|A luwak (www.elephantmountaincoffee.com)|
|Cherry coffee berries (www.kealaolafarm.com)|
|Luwak poop (www.wb7.itrademarket.com)|
|World's most expensive coffee (www.artsyspot.com)|
Although I've lived in Indonesia for more than a year, I had never tried this specialty until today. I was walking around the Grand Indonesia Mall in Jakarta with Jackie and her friend Miranda when I spied a Kopi Luwak cafe. Spontaneously, I suggested we go in. The sign on the table reminded us that kopi luak is the world's most expensive coffee; a pound of the stuff apparently goes for $300 in the US. And at certain establishments one cup of this special joe can cost $50. Fortunately for us, this particular cafe was selling it for about $8 a cup, which, while still super expensive for a cup of coffee in Indonesia, is still much cheaper than $50 in the US. So, I ordered one cup for Jackie and me to try.
No sooner had we placed our order than we were approached by a camera crew from CNN wondering if they could interview me as I drank my first cup of kopi luwak! What a way to make this special moment even more extraordinary! The woman interviewing me turned out to be Sara Sidner, an international correspondent based in New Delhi who was putting together a multi-day feature on Indonesia that will air November 22nd to 26th. She asked me if I came here today especially to drink kopi luwak (no, it was a spontaneous decision), how I thought it tasted (good...I guess), if I thought it was worth the price (well, maybe just once to try it) and a few other questions. I wonder if my interview will make it on air.
|With Jackie, Miranda and Sara Sidner at Kopi Luwak Cafe|
What I didn't say was how surprised I was that the coffee wasn't freshly brewed. Instead, the waitress came over with an empty mug, a bag of powder and a thermos of hot water. Essentially, she was making instant coffee for me at the table. Really?
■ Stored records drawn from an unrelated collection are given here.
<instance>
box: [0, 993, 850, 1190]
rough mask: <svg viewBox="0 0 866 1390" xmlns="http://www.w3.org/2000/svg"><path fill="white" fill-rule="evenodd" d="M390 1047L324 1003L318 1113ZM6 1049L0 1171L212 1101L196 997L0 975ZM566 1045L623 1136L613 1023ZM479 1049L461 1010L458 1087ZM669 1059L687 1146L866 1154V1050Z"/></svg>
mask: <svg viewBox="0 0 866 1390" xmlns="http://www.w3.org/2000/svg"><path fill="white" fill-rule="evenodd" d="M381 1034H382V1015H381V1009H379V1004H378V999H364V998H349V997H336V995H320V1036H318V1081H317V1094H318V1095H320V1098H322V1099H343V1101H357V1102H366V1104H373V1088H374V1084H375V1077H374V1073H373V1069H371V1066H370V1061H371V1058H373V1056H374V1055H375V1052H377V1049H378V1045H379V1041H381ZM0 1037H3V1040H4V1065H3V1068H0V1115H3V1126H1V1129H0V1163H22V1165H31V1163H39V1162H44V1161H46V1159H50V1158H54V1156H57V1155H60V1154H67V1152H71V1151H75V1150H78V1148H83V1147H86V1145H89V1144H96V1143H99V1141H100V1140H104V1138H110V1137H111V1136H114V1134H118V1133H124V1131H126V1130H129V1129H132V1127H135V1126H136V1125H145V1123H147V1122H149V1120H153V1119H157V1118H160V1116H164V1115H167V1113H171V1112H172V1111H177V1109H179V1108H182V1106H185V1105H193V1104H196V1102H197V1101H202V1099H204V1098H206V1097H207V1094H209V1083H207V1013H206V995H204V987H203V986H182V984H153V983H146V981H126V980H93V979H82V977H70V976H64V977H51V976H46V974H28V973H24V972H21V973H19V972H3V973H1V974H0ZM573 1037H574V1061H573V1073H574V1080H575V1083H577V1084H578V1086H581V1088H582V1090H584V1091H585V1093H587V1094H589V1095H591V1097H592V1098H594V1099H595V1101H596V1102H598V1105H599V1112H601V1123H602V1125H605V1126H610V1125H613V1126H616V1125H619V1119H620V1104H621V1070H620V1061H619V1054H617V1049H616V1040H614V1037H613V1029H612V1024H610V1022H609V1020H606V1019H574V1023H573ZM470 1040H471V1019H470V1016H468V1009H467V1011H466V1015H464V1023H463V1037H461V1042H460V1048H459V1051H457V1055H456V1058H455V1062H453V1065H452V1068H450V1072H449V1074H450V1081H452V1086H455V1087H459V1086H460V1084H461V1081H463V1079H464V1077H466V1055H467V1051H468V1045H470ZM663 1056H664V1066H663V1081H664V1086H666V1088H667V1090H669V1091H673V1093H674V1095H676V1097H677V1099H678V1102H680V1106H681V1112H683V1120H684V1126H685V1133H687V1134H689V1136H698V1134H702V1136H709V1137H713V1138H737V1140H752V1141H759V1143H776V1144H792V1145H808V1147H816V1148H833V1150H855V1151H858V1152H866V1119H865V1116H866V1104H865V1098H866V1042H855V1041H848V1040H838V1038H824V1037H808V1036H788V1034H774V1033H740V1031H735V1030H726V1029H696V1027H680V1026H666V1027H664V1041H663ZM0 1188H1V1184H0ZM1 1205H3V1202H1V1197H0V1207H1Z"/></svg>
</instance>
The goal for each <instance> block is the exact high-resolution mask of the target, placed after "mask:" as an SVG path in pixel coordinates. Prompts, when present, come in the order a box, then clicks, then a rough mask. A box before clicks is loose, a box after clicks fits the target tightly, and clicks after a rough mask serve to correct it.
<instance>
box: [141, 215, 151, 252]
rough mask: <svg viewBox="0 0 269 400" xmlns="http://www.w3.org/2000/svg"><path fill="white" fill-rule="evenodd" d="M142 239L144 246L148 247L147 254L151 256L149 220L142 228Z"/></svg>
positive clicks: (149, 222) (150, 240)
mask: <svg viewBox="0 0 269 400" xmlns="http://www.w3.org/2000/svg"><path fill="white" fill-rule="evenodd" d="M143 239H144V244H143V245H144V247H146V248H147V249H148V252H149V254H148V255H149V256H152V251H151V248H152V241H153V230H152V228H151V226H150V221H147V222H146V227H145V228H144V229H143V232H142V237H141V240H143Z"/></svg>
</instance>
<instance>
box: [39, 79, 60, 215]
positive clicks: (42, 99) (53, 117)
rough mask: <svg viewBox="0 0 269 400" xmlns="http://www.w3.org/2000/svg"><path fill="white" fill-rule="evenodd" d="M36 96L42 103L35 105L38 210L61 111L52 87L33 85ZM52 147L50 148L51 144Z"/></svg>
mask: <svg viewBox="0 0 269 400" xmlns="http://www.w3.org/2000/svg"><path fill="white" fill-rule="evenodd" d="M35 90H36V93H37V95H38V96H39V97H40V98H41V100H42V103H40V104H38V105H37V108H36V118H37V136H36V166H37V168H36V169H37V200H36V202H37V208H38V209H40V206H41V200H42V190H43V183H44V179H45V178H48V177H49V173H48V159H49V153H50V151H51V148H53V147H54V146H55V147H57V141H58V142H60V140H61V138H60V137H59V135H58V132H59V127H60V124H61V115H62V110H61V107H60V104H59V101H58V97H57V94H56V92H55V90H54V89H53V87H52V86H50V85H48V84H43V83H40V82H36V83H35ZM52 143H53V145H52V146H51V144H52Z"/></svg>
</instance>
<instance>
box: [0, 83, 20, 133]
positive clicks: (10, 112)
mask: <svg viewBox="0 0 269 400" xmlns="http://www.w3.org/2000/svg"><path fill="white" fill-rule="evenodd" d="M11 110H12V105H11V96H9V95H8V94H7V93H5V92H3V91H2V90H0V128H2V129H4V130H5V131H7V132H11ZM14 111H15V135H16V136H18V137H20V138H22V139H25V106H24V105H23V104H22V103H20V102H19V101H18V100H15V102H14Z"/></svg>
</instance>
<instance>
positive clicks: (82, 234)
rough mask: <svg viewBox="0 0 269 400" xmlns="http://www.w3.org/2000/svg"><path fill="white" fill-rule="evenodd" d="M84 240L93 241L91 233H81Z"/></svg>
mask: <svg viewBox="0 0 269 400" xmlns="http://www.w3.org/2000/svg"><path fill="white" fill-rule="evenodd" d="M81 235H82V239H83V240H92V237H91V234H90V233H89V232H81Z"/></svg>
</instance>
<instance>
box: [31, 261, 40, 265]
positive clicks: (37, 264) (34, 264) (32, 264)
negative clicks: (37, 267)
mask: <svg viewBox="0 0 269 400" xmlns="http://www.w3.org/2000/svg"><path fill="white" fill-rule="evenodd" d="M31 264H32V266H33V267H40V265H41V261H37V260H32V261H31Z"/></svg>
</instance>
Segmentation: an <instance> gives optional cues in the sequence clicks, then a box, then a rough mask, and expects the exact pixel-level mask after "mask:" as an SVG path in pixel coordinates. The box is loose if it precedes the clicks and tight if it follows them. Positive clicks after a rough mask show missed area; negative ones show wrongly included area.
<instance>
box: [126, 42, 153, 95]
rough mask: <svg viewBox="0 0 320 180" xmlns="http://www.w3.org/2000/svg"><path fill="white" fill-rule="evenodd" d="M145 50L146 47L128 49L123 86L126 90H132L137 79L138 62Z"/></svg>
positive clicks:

I'm paying $8 a cup for instant coffee? To her credit, she let us all sniff the contents of the powder bag before she stirred in the water. It smelled aromatic enough. We were then instructed to wait two minutes for the coffee to settle in the mug. The camera crew hovered nearby as Miranda kept an eye on her watch. And then the moment of truth. I raised my mug, inhaled deeply and took my first sip. I was expecting to be wow'ed by its exotic flavor and hints of whoknowswhat but instead it just sort of tasted like regular coffee, albeit a very dark and silky one. I usually don't drink black coffee and had to fight the urge to add milk and sugar. I will say, though, that it had a very nice, clean aftertaste.
If anyone sees us on TV, please let me know!